As described in the Apptainer user guide - Image Mounts, Apptainer can bind-mount image files in standard ext3 and squashfs formats as well as its own SIF format. An image file can contain millions of tiny files while providing the simplicity and performance of a single large file. Each image file can safely be mounted either read-write by a single container or read-only by many containers (but not both at the same time).

Running with GPU Acceleration

Apptainer GPU support is described in detail in the Apptainer user guide - GPU Support but adding --nv should just work, assuming that GPUs were correctly requested in the Slurm submission options. Devices visible with nvidia-smi outside a container should be visible inside a container launched with --nv.

Images based on Alpine Linux may not work correctly with --nv (reporting nvidia-smi: not found). If this happens, try an image based on another Linux distribution such as Ubuntu.

The NVIDIA HPC SDK container distribution includes directions for running with Singularity that can be used as-is with Apptainer (/usr/bin/singularity is a symbolic link to apptainer). Note that by default Apptainer passes through most environment variables, including CC, CXX, FC, and F77 from the gcc module and MPICC, MPICXX, MPIF77, and MPIF90 from the openmpi module, which will mislead cmake and configure scripts into attempting to use compilers in /sw/spack/... that are not available in the container. This can be prevented by either running module unload gcc openmpi or running Apptainer with the --cleanenv option.

Running on Multiple Nodes with MPI

The many limitations and pitfalls of combining containers and MPI are detailed in the Apptainer user guide - MPI. To summarize, the MPI library used inside the container must be compatible with both the host mpiexec or srun program used to launch the container and with the host high-speed network. Images based on the latest OpenMPI release seem likely to work.

The NVIDIA GPU Cloud (NGC) HPC benchmark HPL image can be launched within a Slurm job by:

srun --mpi=pmi2 --cpu-bind=none apptainer run --nv NGC/hpc-benchmarks\:21.4-hpl hpl.sh ...

The job script sets all the node counts, task counts, and so on, but the hpl.sh script uses numactl so both CPU and GPU binding must be disabled. The --mpi=pmi2 option overrides Hydro’s default pmix, but if there is a failure the pmi signal handling doesn’t work and the run hangs rather than exits.

The Extreme-scale Scientific Software Stack (E4S) image just works out of the box. The image is 40 GB, so the box is pretty big, but spack list shows over 6,000 packages that you can spack load (and in some cases module load) to run directly or to build into your own program on a host filesystem. MPI applications can be launched inside the container by:

mpiexec ... apptainer exec e4s-cuda-x86_64-22.08.sif myprog ...
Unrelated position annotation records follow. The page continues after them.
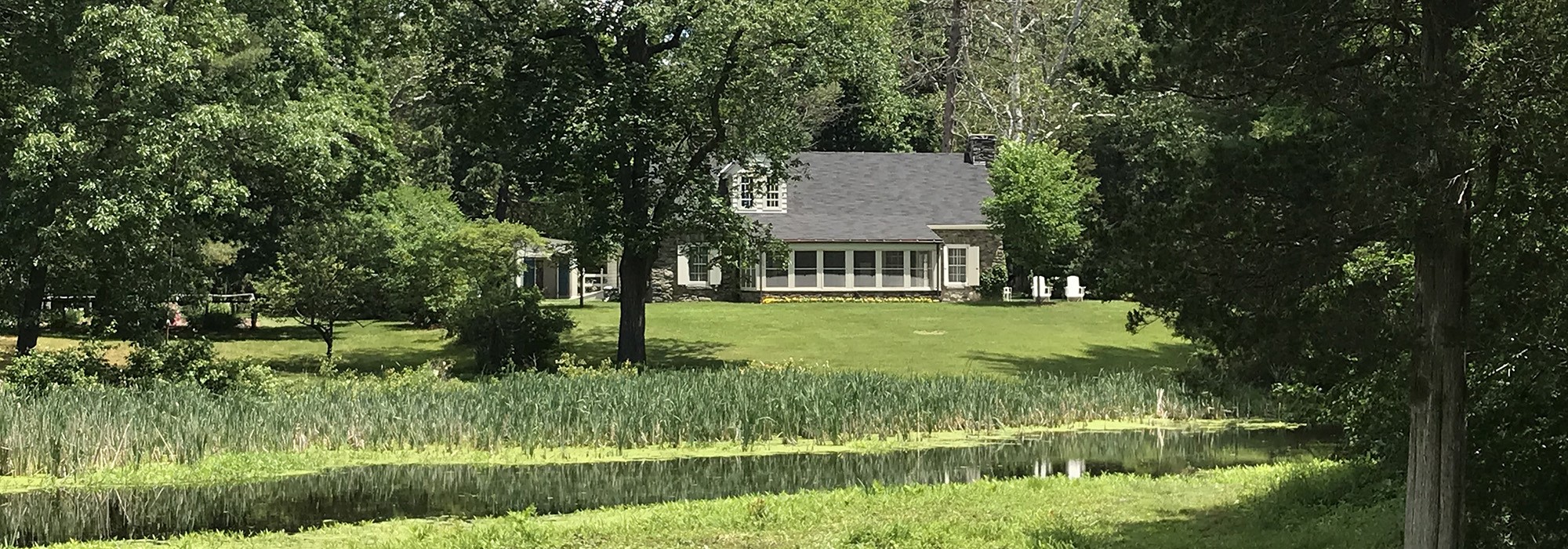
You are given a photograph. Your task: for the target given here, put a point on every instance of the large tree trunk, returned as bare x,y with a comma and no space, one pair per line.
29,321
1436,470
1436,474
637,274
956,35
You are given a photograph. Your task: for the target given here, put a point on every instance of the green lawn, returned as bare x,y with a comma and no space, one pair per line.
904,338
1301,506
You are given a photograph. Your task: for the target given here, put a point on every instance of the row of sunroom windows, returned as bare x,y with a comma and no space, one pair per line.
844,269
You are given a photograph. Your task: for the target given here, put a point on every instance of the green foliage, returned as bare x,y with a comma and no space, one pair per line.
1282,230
993,282
327,272
1040,197
189,362
136,134
631,111
510,332
216,322
103,426
45,371
148,366
62,321
416,282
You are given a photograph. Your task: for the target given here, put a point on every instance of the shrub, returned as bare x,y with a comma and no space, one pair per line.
62,321
189,362
49,369
169,363
216,322
993,282
510,332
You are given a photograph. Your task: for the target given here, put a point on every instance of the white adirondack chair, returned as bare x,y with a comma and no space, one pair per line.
1075,291
1042,289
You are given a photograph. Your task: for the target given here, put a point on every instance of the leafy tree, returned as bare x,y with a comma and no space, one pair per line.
1308,205
325,274
134,133
1039,200
634,106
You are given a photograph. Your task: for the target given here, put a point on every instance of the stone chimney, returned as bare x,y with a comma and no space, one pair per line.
982,150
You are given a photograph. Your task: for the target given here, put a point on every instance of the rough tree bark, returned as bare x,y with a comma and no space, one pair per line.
636,288
1436,473
29,325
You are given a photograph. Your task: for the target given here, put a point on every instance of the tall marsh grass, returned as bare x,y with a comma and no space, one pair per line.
93,427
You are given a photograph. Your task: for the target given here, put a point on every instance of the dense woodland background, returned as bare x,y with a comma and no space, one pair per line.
1330,198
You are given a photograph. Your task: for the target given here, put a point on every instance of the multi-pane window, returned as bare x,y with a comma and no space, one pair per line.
805,266
849,269
920,269
774,274
893,269
833,271
699,266
744,192
865,269
959,266
775,198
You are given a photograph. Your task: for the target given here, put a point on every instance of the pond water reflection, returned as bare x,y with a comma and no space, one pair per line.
419,492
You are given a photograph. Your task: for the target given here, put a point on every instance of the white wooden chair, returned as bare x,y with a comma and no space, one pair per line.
1075,291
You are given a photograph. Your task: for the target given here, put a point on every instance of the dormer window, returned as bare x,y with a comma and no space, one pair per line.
775,198
747,195
755,194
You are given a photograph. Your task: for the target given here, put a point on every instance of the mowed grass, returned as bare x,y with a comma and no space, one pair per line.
1298,506
901,338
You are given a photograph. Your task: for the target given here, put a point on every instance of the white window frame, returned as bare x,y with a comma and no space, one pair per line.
746,192
774,200
971,266
766,197
684,269
851,285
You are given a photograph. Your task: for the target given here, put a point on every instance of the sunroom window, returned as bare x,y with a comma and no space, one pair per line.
699,266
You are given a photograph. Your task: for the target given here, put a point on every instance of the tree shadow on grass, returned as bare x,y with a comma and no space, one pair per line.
1163,358
376,362
1017,304
260,333
662,352
1345,506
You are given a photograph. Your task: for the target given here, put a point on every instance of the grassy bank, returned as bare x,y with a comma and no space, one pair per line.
1272,507
87,429
250,467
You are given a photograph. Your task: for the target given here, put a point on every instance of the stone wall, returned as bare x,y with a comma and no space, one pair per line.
990,255
669,288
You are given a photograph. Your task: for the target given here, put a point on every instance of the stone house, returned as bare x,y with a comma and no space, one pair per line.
857,225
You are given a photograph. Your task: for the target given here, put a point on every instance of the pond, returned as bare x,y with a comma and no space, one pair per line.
382,493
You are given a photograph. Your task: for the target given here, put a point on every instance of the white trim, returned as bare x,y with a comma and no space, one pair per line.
907,267
760,189
684,271
970,267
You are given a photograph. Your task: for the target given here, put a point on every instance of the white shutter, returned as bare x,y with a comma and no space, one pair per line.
683,269
973,266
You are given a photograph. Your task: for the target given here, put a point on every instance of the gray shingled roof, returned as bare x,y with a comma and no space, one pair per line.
879,197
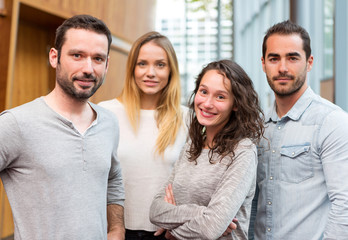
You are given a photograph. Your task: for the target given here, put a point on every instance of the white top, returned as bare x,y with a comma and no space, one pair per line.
144,172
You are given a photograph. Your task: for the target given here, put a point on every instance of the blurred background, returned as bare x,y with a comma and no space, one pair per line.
201,31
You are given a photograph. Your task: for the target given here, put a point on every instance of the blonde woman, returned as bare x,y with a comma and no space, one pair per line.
152,127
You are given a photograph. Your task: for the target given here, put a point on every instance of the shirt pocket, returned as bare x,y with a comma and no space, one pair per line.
261,164
296,164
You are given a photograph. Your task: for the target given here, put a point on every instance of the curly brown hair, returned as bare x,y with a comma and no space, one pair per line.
246,122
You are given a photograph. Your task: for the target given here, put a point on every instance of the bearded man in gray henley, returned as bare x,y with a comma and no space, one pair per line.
58,157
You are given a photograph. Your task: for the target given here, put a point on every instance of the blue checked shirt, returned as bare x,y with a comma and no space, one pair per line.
302,176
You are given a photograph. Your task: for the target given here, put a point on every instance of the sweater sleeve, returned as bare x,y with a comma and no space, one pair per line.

While the --cleanenv option can prevent interaction with the Hydro module system when building software, in a parallel job it blocks environment variables needed by MPI, resulting in many independent processes rather than a single unified MPI launch.

Accessing Hydro Modules in a Container

The following Apptainer definition file will build an image that is compatible with the Hydro base OS and modules, including the MPI library, if launched with the --bind and --env options shown in the %help section. The definition file can be extended to yum install additional packages to augment the Hydro software stack when building and running software in a container.

Bootstrap: docker
From: rockylinux:8

%post

# for Lmod
yum install -y lua
yum install -y epel-release
/usr/bin/crb enable
yum repolist
yum install -y Lmod

# useful
yum install -y which
yum install -y make
yum install -y findutils
yum install -y glibc-headers
yum install -y glibc-devel
yum install -y tcl-devel

# for MPI
yum install -y hwloc-libs
yum install -y ucx
yum install -y libevent

# for GDAL
yum install -y libtiff
yum install -y libpng

%help

Enables host modules and MPI in container.

Recommended apptainer launch options are:
  --bind /sw \
  --bind /usr/lib64/liblustreapi.so.1 \
  --bind /usr/lib64/libpmix.so.2 \
  --bind /usr/lib64/pmix \
  --env PREPEND_PATH="$PATH" \
  --env LD_LIBRARY_PATH="$LD_LIBRARY_PATH"

Should work with GPUs if --nv added.